可能大家都想学习AI大模型技术，也_想通过这项技能真正达到升职加薪，就业或是副业的目的，但是不知道该如何开始学习，因为网上的资料太多太杂乱了，如果不能系统的学习就相当于是白学。为了让大家少走弯路，少碰壁，这里我直接把都打包整理好，希望能够真正帮助到大家_。

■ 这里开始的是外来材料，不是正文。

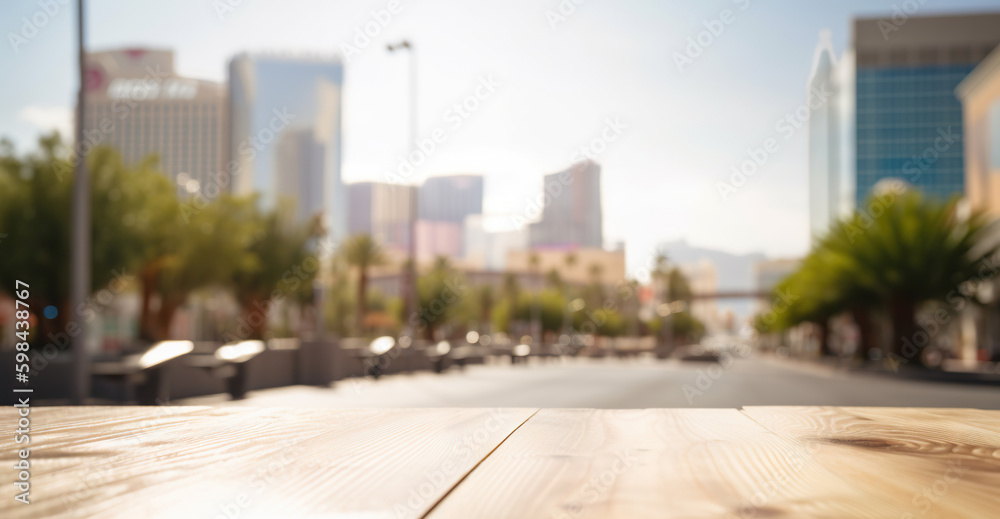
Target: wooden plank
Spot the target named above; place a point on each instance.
(251, 462)
(656, 463)
(934, 462)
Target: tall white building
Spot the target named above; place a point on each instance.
(286, 133)
(830, 97)
(137, 104)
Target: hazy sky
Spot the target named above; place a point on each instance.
(559, 78)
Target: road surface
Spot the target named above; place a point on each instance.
(631, 383)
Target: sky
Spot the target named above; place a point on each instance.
(564, 74)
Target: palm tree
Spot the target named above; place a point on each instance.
(278, 251)
(919, 250)
(916, 251)
(362, 253)
(534, 262)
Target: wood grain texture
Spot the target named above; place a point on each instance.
(207, 462)
(936, 463)
(658, 463)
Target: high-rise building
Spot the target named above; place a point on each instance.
(909, 121)
(382, 211)
(137, 104)
(451, 198)
(285, 138)
(444, 204)
(980, 96)
(830, 92)
(572, 216)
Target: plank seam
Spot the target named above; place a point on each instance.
(480, 462)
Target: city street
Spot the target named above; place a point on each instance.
(613, 383)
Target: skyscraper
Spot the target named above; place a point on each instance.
(572, 216)
(285, 137)
(380, 210)
(451, 198)
(980, 95)
(909, 121)
(830, 91)
(137, 104)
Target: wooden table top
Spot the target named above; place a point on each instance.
(758, 462)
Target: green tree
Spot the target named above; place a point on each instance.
(362, 253)
(35, 201)
(915, 251)
(282, 267)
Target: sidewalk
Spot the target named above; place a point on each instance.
(834, 366)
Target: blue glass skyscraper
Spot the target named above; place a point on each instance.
(908, 119)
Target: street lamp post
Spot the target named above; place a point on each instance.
(410, 281)
(80, 240)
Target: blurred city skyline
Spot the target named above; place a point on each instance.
(684, 126)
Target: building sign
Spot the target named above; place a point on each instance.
(146, 89)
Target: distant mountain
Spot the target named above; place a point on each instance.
(733, 271)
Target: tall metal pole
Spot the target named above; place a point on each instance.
(410, 288)
(80, 245)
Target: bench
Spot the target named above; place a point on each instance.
(142, 374)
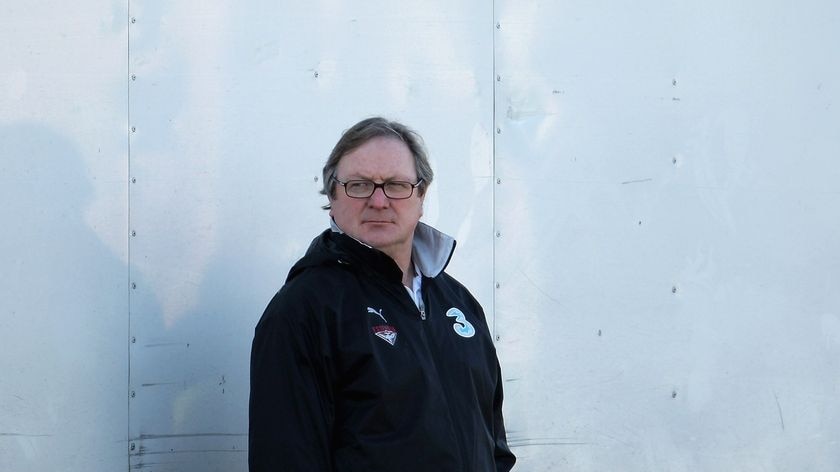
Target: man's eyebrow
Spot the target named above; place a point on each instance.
(398, 178)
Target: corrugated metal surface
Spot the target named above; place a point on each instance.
(644, 195)
(233, 113)
(666, 257)
(63, 213)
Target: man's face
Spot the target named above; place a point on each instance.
(386, 224)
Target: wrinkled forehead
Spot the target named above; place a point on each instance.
(379, 158)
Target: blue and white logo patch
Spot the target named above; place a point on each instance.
(462, 327)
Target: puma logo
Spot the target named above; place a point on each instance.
(377, 313)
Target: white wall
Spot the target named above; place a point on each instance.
(645, 199)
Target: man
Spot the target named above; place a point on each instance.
(371, 358)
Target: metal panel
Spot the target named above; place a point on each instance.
(63, 284)
(668, 239)
(233, 112)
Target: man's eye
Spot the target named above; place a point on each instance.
(397, 187)
(359, 186)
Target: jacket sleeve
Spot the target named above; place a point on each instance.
(291, 405)
(504, 457)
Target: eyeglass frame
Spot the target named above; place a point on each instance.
(379, 185)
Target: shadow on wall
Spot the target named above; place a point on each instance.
(63, 313)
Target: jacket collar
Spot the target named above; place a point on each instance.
(431, 249)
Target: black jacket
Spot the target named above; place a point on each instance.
(347, 375)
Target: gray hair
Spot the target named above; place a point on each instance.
(364, 131)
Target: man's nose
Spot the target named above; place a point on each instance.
(378, 199)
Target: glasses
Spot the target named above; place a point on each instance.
(395, 189)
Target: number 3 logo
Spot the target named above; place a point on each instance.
(462, 327)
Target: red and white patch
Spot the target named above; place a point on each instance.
(386, 332)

👉[CSDN大礼包🎁：全网最全《LLM大模型入门+进阶学习资源包》免费分享（安全链接，放心点击）]()👈

一、AGI大模型系统学习路线

很多人学习大模型的时候没有方向，东学一点西学一点，像只无头苍蝇乱撞，下面是我整理好的一套完整的学习路线，希望能够帮助到你们学习AI大模型。

在这里插入图片描述

第一阶段：从大模型系统设计入手，讲解大模型的主要方法；

第二阶段：在通过大模型提示词工程从Prompts角度入手更好发挥模型的作用；

第三阶段：大模型平台应用开发借助阿里云PAI平台构建电商领域虚拟试衣系统；

第四阶段：大模型知识库应用开发以LangChain框架为例，构建物流行业咨询智能问答系统；

第五阶段：大模型微调开发借助以大健康、新零售、新媒体领域构建适合当前领域大模型；

第六阶段：以SD多模态大模型为主，搭建了文生图小程序案例；

第七阶段：以大模型平台应用与开发为主，通过星火大模型，文心大模型等成熟大模型构建大模型行业应用。